Menurut Dr. Iswadi, alasan Dapodik tidak bisa dijadikan pembenaran atas pengeluaran puluhan siswa dari sekolah. Dapodik adalah alat pendataan, bukan alat diskriminasi. Jika ada siswa yang belum terdata, maka tugas sekolah dan Dinas Pendidikan adalah mencari solusi, bukan malah menyingkirkan mereka, tegasnya dalam sebuah wawancara khusus dengan para awak media melalui telpon seluler
Peristiwa ini mencuat setelah sejumlah orang tua murid melaporkan bahwa anak-anak mereka ditolak untuk melanjutkan pendidikan di SMA 5 Bengkulu karena status mereka tidak tercatat di Dapodik. Padahal, para siswa tersebut telah mengikuti proses belajar selama beberapa bulan dan menunjukkan komitmen untuk belajar. Ketika tiba saatnya pendataan, mereka justru dianggap “tidak resmi” dan diarahkan untuk mencari sekolah lain. Sebuah kebijakan yang dinilai mencederai semangat inklusivitas dalam dunia pendidikan.
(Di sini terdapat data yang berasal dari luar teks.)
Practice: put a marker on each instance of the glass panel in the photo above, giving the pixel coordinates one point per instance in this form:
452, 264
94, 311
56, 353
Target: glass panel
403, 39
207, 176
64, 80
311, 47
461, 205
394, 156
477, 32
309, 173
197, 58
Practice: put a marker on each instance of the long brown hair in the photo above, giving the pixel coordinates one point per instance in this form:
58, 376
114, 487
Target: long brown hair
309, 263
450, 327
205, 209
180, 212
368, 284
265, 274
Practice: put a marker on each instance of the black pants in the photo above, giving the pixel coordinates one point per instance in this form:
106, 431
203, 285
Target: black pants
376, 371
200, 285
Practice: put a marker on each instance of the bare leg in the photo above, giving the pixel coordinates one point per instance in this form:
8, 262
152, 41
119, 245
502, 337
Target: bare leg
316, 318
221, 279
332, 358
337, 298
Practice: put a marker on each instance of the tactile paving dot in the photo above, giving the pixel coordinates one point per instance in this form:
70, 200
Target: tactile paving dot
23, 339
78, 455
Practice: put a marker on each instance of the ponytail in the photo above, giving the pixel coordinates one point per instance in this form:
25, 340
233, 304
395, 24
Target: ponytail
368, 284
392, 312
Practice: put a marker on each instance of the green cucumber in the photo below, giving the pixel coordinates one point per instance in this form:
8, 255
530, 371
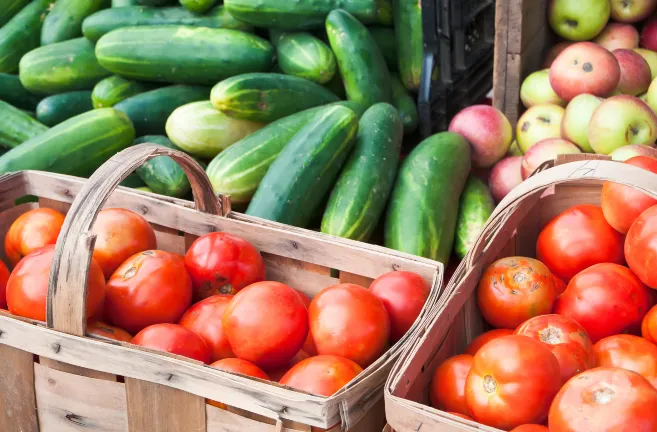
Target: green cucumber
61, 67
150, 110
107, 20
183, 54
306, 169
78, 146
360, 195
55, 109
366, 77
267, 97
421, 218
475, 207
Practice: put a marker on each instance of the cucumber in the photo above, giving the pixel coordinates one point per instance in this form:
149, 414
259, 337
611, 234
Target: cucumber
78, 146
61, 67
57, 108
183, 54
201, 130
267, 97
150, 110
366, 77
360, 195
421, 217
64, 21
306, 169
16, 127
475, 207
105, 21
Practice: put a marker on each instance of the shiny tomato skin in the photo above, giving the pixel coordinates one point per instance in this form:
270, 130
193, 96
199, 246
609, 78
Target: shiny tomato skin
222, 263
150, 287
514, 289
276, 314
32, 230
577, 239
27, 286
606, 299
403, 294
605, 400
512, 382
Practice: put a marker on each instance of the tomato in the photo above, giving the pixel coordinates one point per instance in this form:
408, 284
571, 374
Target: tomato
512, 382
605, 400
514, 289
577, 239
27, 286
347, 320
120, 234
447, 391
222, 263
403, 294
32, 230
266, 323
605, 299
322, 375
150, 287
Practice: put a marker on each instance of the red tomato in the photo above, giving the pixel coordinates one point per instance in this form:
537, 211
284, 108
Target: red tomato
605, 400
120, 234
447, 391
605, 299
621, 204
512, 382
266, 323
205, 319
514, 289
347, 320
31, 231
222, 263
322, 375
150, 287
27, 287
403, 294
566, 339
577, 239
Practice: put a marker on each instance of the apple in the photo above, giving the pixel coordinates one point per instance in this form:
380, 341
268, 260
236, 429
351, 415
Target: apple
538, 123
575, 123
584, 67
488, 131
619, 121
578, 20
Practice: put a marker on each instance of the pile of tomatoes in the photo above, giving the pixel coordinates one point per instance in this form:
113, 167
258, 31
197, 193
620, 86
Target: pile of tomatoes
573, 347
214, 305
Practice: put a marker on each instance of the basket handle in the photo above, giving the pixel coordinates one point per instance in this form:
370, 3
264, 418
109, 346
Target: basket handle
67, 289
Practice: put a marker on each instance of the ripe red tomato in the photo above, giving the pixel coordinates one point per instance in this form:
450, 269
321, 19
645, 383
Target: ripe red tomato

Dr. Iswadi menyatakan, dalam sistem pendidikan nasional, tidak ada regulasi yang membenarkan pengeluaran siswa secara sepihak hanya karena alasan administratif. Bahkan, Permendikbudristek Nomor 1 Tahun 2021 menegaskan bahwa setiap anak berhak mendapatkan akses pendidikan dasar dan menengah tanpa hambatan birokrasi. Menurutnya, jika terdapat kekeliruan dalam proses PPDB atau penginputan data Dapodik, maka hal tersebut harus diperbaiki melalui koordinasi antara pihak sekolah, dinas, dan orang tua siswa.
“Yang terjadi di SMA 5 Bengkulu adalah bentuk kegagalan manajemen pendidikan. Ini bukan kesalahan siswa, jadi jangan bebani mereka dengan konsekuensi yang tidak adil,” tambahnya. Ia juga meminta Pemerintah Provinsi Bengkulu dan Dinas Pendidikan segera turun tangan untuk mengembalikan hak belajar para siswa tersebut.
Lebih lanjut, Alumni Program Doktoral Manajemen Pendidikan Universitas Negeri Jakarta tersebut juga mendorong perlunya audit internal di sekolah tersebut untuk mengetahui bagaimana proses PPDB dilakukan, dan siapa yang bertanggung jawab atas kelalaian pendataan ini. “Kita tidak bisa membiarkan pendidikan menjadi korban kelalaian administratif. Sekolah seharusnya menjadi tempat perlindungan dan pertumbuhan, bukan tempat diskriminasi,” katanya.
Pernyataan tegas dari Dr. Iswadi menjadi suara harapan bagi para siswa dan orang tua yang kecewa. Ia menegaskan bahwa perjuangan belum selesai, dan akan terus mengawal kasus ini hingga 72 siswa tersebut mendapatkan kembali hak pendidikan mereka.(rel/rj).